Many pagans claim that since we are less judgmental and more celebratory, less dogmatic and more open-minded, that we would be immune from such problems. Most pagans are strongly individualist, and don’t wish to impose their values on the world in an evangelical way. We don’t have an equivalent of the Ten Commandments, nor a body of texts which are treated as a “Word of God” scripture by nearly everyone. We are concerned mainly with our own spiritual experiences, and we usually share them with a small circle of personal friends and family. Therefore, many would want to say that Pagan beliefs would not result in higher rates of social dysfunction.
Yet Pagans sometimes reason remarkably similarly about the social benefits of their beliefs. For instance, an anonymous comment on this very blog observed that the practice of ritual can have a beneficial therapeutic effect. Furthermore, the pagan movement does have social and political values. Many pagans will describe religious reasons for their commitment to feminism, animal rights, environmentalism, socialism, libertarianism, or even anarchy. Thus the claim that pagans care only about their own spiritual development is not strictly true; not all the time.
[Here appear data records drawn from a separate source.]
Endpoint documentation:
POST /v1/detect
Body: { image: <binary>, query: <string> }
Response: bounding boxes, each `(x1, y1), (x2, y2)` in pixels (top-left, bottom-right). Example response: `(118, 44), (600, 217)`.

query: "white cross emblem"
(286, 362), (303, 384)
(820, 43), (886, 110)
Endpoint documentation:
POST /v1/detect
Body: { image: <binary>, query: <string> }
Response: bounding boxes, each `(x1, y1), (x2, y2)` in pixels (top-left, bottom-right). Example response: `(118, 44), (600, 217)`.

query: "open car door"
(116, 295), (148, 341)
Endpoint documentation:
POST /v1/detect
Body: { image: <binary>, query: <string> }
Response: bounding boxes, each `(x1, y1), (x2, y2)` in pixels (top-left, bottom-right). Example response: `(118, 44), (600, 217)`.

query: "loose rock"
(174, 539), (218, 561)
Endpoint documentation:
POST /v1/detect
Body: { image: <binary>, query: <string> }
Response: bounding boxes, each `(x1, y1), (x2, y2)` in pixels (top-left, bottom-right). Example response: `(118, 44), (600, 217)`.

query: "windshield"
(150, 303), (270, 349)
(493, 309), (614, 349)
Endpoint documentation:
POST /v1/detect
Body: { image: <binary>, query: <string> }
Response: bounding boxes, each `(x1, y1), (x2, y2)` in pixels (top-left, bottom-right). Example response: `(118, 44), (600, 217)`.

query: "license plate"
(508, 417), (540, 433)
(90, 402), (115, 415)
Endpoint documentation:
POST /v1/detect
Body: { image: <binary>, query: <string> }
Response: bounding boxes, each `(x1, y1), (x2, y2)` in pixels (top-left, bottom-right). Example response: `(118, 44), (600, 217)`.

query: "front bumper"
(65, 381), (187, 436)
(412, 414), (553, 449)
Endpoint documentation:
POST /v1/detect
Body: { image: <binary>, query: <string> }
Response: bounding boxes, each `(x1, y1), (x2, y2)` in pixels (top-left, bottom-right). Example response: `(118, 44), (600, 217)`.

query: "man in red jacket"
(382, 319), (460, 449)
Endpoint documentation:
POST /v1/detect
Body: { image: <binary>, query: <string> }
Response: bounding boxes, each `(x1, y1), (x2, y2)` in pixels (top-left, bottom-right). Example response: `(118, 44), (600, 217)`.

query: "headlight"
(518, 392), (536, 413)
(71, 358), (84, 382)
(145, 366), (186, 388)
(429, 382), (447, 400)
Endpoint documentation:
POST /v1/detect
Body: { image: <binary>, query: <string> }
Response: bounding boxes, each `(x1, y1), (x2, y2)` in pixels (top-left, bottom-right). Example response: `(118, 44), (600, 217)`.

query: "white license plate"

Furthermore, the pagan movement is also replete with dysfunction, from gossip and rumour-mongering to prestige-competition and psychological manipulation. Here in southern Ontario the witch-warring and “bitch-craft” is fairly minimal. But in other pagan communities I’ve visited or been a part of, the witch-warring has taken the form of arson attacks, death threats, litigation in the courts, and character assassination in the mainstream news media. Widespread belief in many gods, in magic and the supernatural, in fate and destiny, in karma, and so on, has not delivered the Golden Age. Will it ever? Why? Or, why not?
Don’t get me wrong: there are a lot of things about pagan culture that I really like. I find it very uplifting to seek Imbas in the forests with the Druids. I love feasting, drinking, and singing with the Asatru. I’m delighted by the re-enactment of mediaeval fertility customs like mummers plays and morris dancing. I love performing at bardic circles, and drumming at the fire pit at the camps. Like many, I once hoped for the day when we could create a self-sustaining pagan community, founded upon pagan values. Nowadays, I worry that if such a community was ever built, it would probably be hell.
I thank my friend Helmut for bring Gregory Paul’s essay to my attention a few months ago. I also tip my hat to Jason, who in yesterday’s installment of the Wild Hunt Blog discussed a similar issue.